Dans les années qui ont suivi la Grande Dépression des années 1930, des voix s'élèvent au Québec en faveur d'une intervention du gouvernement dans le secteur de l'électricité. Pendant plus de dix ans, les reproches se multiplient à l'égard du « trust de l'électricité » : on considère leurs tarifs abusifs et leurs profits excessifs.
Les journaux de l'époque sont remplis des dessous du scandale de la Beauharnois, une affaire reliée à la construction d'une centrale hydroélectrique sur le fleuve Saint-Laurent, en amont du Lac Saint-Louis. Puisque le Saint-Laurent est une voie navigable, le gouvernement fédéral doit approuver le projet de construction. Au cœur de la tourmente, l'administration libérale de William Lyon Mackenzie King, qu'on accuse de collusion avec les promoteurs du projet. Les libéraux perdent le pouvoir et sont remplacés par les conservateurs de R. B. Bennett. Tenté d'en découdre avec la Beauharnois, il ordonne la tenue d'une commission parlementaire pour faire éclater la vérité. Une fois les travaux de la commission terminés, il accepte finalement de garantir le financement nécessaire pour compléter la première phase du projet de la centrale de Beauharnois.

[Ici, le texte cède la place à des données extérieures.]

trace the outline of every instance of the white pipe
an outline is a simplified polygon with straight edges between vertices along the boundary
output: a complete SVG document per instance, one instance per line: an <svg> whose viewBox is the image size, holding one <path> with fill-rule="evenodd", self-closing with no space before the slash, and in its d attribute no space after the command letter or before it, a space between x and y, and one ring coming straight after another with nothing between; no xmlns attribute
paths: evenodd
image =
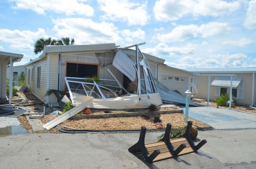
<svg viewBox="0 0 256 169"><path fill-rule="evenodd" d="M11 104L13 95L13 57L10 56L10 78L9 83L9 104Z"/></svg>
<svg viewBox="0 0 256 169"><path fill-rule="evenodd" d="M208 95L207 96L207 105L209 106L209 100L210 98L210 81L211 80L211 75L208 76Z"/></svg>
<svg viewBox="0 0 256 169"><path fill-rule="evenodd" d="M254 86L255 73L252 73L252 106L254 105Z"/></svg>
<svg viewBox="0 0 256 169"><path fill-rule="evenodd" d="M228 109L231 109L231 105L232 104L232 83L233 81L233 76L230 76L230 90L229 93L229 107Z"/></svg>

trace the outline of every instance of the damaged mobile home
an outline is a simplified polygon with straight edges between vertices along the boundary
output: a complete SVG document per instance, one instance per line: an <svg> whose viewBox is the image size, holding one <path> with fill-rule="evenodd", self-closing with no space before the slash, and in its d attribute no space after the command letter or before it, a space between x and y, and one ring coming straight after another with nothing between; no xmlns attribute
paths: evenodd
<svg viewBox="0 0 256 169"><path fill-rule="evenodd" d="M46 95L49 89L67 91L77 105L93 96L89 107L95 108L124 108L121 104L117 106L117 102L126 109L146 108L150 103L161 104L161 98L185 104L184 96L173 90L184 94L191 89L192 74L142 53L138 46L143 44L123 48L115 44L45 46L39 58L24 65L26 85L49 104L58 101L53 93ZM136 50L129 49L134 47ZM93 76L97 79L86 78Z"/></svg>

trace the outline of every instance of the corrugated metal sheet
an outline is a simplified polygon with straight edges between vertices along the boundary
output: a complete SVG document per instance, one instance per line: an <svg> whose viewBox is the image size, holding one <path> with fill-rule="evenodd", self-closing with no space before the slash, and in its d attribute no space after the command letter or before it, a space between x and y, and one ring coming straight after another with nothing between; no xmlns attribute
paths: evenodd
<svg viewBox="0 0 256 169"><path fill-rule="evenodd" d="M232 81L232 88L236 88L241 82L243 78L236 77L233 78ZM230 87L230 78L226 76L218 76L215 78L211 84L211 85L225 87Z"/></svg>

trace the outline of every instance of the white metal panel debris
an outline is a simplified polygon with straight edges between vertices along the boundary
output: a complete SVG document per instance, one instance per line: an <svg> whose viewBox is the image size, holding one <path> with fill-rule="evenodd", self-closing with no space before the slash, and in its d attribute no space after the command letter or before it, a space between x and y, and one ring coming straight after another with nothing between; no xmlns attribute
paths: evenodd
<svg viewBox="0 0 256 169"><path fill-rule="evenodd" d="M47 130L51 129L75 114L76 113L83 110L83 109L91 104L93 103L93 97L86 97L86 99L85 99L84 102L81 103L79 105L76 106L48 123L45 124L43 127Z"/></svg>

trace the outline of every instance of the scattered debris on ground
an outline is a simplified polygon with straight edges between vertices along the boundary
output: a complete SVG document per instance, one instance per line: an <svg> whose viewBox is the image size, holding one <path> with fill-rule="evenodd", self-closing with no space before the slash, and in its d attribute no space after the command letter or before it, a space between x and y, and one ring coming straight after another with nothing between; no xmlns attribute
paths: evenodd
<svg viewBox="0 0 256 169"><path fill-rule="evenodd" d="M58 117L57 116L47 115L51 120ZM172 127L183 127L186 125L184 122L184 116L182 113L172 113L161 114L160 118L162 120L162 124L165 127L167 123L172 124ZM119 117L108 118L86 119L80 120L67 119L60 125L62 127L67 127L76 129L91 130L124 130L139 129L141 126L145 126L148 129L156 129L153 124L154 117L151 116L149 120L145 120L141 116L130 117ZM45 117L41 119L45 124L49 121ZM209 125L195 119L189 117L189 120L193 122L193 125L196 128L209 128Z"/></svg>
<svg viewBox="0 0 256 169"><path fill-rule="evenodd" d="M194 102L198 104L203 104L205 105L207 105L207 103L204 102ZM217 108L221 107L224 109L228 109L228 107L226 106L221 106L219 105L217 106L216 103L215 102L209 102L209 104L210 105L216 107ZM232 110L237 110L239 111L245 111L247 112L256 113L256 109L251 108L249 106L247 106L246 105L243 105L235 104L235 107L231 107L231 109Z"/></svg>

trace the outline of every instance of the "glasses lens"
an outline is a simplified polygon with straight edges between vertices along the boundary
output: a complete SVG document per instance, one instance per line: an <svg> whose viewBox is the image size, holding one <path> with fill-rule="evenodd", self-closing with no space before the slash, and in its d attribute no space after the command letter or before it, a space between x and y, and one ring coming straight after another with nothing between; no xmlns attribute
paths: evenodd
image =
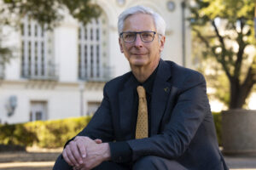
<svg viewBox="0 0 256 170"><path fill-rule="evenodd" d="M135 32L124 32L123 38L124 38L125 42L134 42L134 40L136 38L136 33Z"/></svg>
<svg viewBox="0 0 256 170"><path fill-rule="evenodd" d="M154 32L144 31L141 33L141 37L143 42L152 42L154 39Z"/></svg>

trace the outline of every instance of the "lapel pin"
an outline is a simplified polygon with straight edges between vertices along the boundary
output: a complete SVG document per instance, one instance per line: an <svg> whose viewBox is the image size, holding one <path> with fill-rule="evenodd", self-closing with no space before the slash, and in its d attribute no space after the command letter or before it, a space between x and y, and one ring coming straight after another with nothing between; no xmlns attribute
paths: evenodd
<svg viewBox="0 0 256 170"><path fill-rule="evenodd" d="M166 93L168 93L169 88L165 88L164 90L165 90Z"/></svg>

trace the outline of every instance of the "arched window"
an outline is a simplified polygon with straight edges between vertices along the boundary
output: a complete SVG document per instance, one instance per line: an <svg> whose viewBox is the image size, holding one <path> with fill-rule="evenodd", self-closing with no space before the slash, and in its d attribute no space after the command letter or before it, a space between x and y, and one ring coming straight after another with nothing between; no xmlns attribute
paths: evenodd
<svg viewBox="0 0 256 170"><path fill-rule="evenodd" d="M105 15L92 19L79 29L79 78L107 81L110 69L107 60L107 20Z"/></svg>
<svg viewBox="0 0 256 170"><path fill-rule="evenodd" d="M52 42L45 26L25 17L21 24L21 76L30 79L55 79Z"/></svg>

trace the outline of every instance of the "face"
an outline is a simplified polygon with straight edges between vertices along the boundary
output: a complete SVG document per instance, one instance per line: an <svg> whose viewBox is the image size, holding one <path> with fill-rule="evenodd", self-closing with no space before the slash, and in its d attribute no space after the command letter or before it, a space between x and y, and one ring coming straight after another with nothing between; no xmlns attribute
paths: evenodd
<svg viewBox="0 0 256 170"><path fill-rule="evenodd" d="M136 14L125 19L123 32L146 31L156 31L154 20L149 14ZM133 42L125 42L123 38L119 38L121 53L124 53L131 68L132 66L154 67L158 65L164 44L165 37L161 36L160 40L157 32L154 40L150 42L143 42L139 34L137 34L136 40Z"/></svg>

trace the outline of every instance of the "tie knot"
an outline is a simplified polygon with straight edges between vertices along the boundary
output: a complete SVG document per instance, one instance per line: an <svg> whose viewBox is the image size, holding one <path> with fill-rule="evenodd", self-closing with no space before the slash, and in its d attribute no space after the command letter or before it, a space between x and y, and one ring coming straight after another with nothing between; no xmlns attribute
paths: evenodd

Inspirés par la nationalisation de la production et la municipalisation de la distribution menée en Ontario par Sir Adam Beck au début du XXe siècle, des personnalités, comme Philippe Hamel, René Chaloult et T.-D. Bouchard, proposent d'imiter la province voisine. Le dentiste Hamel en particulier, mène une vigoureuse campagne contre la compagnie d'électricité qui dessert mal Québec, la Quebec Power. La multiplication des critiques envers les monopoles amène le gouvernement de Louis-Alexandre Taschereau à ordonner une commission d'enquête de trois membres, dirigée par Ernest Lapointe, le 5 novembre 1934.
Dans son rapport, remis l'année suivante, la Commission Lapointe ne recommande pas de mettre un terme aux monopoles privés, mais propose plutôt d'augmenter l'encadrement de ce secteur de l'économie. En réponse aux travaux des commissaires, le gouvernement forme un organisme de réglementation, la Commission d'électricité de Québec. Dirigée par l'un des membres de la commission Lapointe, Augustin Frigon, la Commission a le pouvoir de faire enquête, peut faire modifier les hausses de tarifs en plus du pouvoir d'approuver les fusions d'entreprises du secteur. Le gouvernement resserre ses exigences pour consentir de nouvelles concessions hydrauliques et autorise la formation de coopératives électriques dans certaines régions, afin d'accélérer l'électrification rurale.
En un peu plus d'un an d'existence, la Commission rend une centaine de décisions, forçant les certaines compagnies d'électricité à réduire leurs tarifs ou les obligeant à brancher certains groupes d'habitations isolées.
L'élection d'un gouvernement de l'Union nationale, dirigé par Maurice Duplessis, lors de l'élection de 1936 ne remet pas en cause les objectifs et les recommandations de la commission Lapointe. Une loi fusionne la Commission d'électricité du Québec à un autre organisme de réglementation, la Commission des services publics, dans un nouvel organisme nommé la Régie provinciale de l'électricité, mais le nouvel organisme continue dans la même voie.
À compter de 1938, la nouvelle régie enquête sur les tarifs d'électricité afin de les abaisser et dresse l'inventaire des titres et possessions des compagnies actives dans le secteur. Bien que la plupart des compagnies font preuve de diligence, la MLH&P fait exception. L'inventaire des actifs préparé par deux ingénieurs prendra quatre années de travail à préparer et ne sera remis à la Régie qu'en 1942.